Structural damage of metro carbody structures under extreme operating conditions significantly compromises operational safety. Conventional optimization approaches for metro carbody structures are often limited to single load cases and oversimplified methods. To overcome these limitations, this study aims to propose a novel two-stage optimization strategy.
The methodology enables multi-objective optimization analysis incorporating stiffness, static strength, modal performance, mass and fatigue damage, providing engineers with an efficient framework for carbody structural optimization. The study first established a finite element model of the metro carbody and conducted experimental validation. On this basis, a two-stage optimization approach was implemented. In the first stage, topology optimization was performed on the cross-sections of the floor and the main load-bearing roof profiles to determine the optimal material layout.
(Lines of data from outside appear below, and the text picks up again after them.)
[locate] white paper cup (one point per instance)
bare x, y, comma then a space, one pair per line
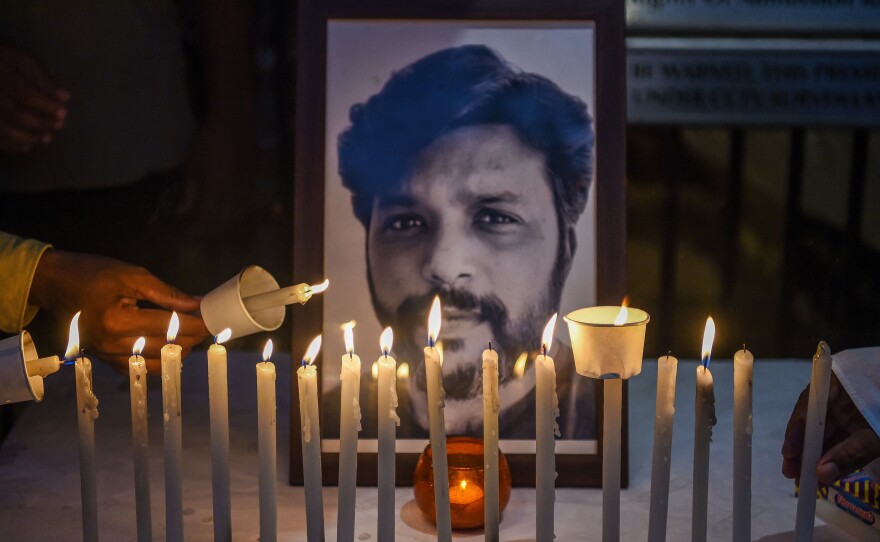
223, 307
604, 350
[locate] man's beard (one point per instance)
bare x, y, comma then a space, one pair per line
512, 337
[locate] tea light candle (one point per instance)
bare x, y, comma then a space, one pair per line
266, 431
437, 422
218, 398
387, 423
349, 425
137, 372
813, 436
546, 427
705, 420
307, 382
171, 412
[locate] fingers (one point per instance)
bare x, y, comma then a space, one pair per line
855, 452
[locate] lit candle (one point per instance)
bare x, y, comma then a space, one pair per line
667, 367
704, 421
813, 436
546, 427
87, 413
491, 405
218, 397
307, 380
742, 445
388, 422
299, 293
266, 433
171, 413
437, 422
349, 425
137, 373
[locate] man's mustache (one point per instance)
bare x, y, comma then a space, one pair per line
488, 308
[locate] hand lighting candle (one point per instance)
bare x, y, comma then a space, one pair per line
171, 413
546, 428
307, 380
87, 413
491, 405
267, 445
437, 422
299, 293
388, 422
704, 421
349, 425
218, 397
137, 372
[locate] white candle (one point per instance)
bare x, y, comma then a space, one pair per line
307, 381
137, 372
388, 422
437, 423
546, 427
218, 398
813, 436
742, 445
299, 293
349, 425
705, 420
491, 405
87, 412
667, 367
266, 431
171, 414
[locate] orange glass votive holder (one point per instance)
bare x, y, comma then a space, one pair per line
466, 497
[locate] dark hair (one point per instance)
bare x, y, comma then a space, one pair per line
457, 87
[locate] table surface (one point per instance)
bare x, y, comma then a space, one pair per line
39, 469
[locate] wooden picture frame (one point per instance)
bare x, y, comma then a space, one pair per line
331, 45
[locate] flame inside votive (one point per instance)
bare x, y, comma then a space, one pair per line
138, 346
547, 338
312, 351
73, 340
267, 350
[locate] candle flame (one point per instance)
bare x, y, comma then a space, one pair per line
312, 351
224, 336
708, 339
267, 350
318, 288
173, 327
73, 340
547, 339
623, 314
519, 367
349, 339
138, 346
386, 341
434, 321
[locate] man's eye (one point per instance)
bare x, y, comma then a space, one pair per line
486, 217
403, 223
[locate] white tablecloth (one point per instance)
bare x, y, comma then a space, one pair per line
39, 472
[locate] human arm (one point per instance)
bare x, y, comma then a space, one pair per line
107, 292
32, 106
852, 423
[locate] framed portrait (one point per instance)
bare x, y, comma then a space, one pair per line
472, 151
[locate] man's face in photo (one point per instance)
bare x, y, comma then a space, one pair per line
475, 222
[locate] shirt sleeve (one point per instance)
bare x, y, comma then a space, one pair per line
859, 372
18, 262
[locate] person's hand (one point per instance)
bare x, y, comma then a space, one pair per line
849, 442
32, 106
107, 292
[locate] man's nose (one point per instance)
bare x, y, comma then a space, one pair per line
449, 262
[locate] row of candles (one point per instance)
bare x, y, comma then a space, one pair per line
350, 415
In the second stage, a surrogate model correlating the thickness of highly sensitive components with carbody performance was constructed using a radial basis function neural network. Based on this surrogate model, precise dimensional optimization of the thickness parameters for these highly sensitive components was then carried out employing the improved non-dominated sorting genetic algorithm II.
The optimized carbody structure achieved a 140 kg mass reduction and increased the first-order vertical bending frequency from 9.52 Hz to 10.05 Hz, demonstrating the effectiveness and feasibility of the proposed methodology.
The findings provide valuable insights for optimizing metro carbody performance under complex operational conditions, particularly regarding the balanced improvement of multiple competing performance indicators.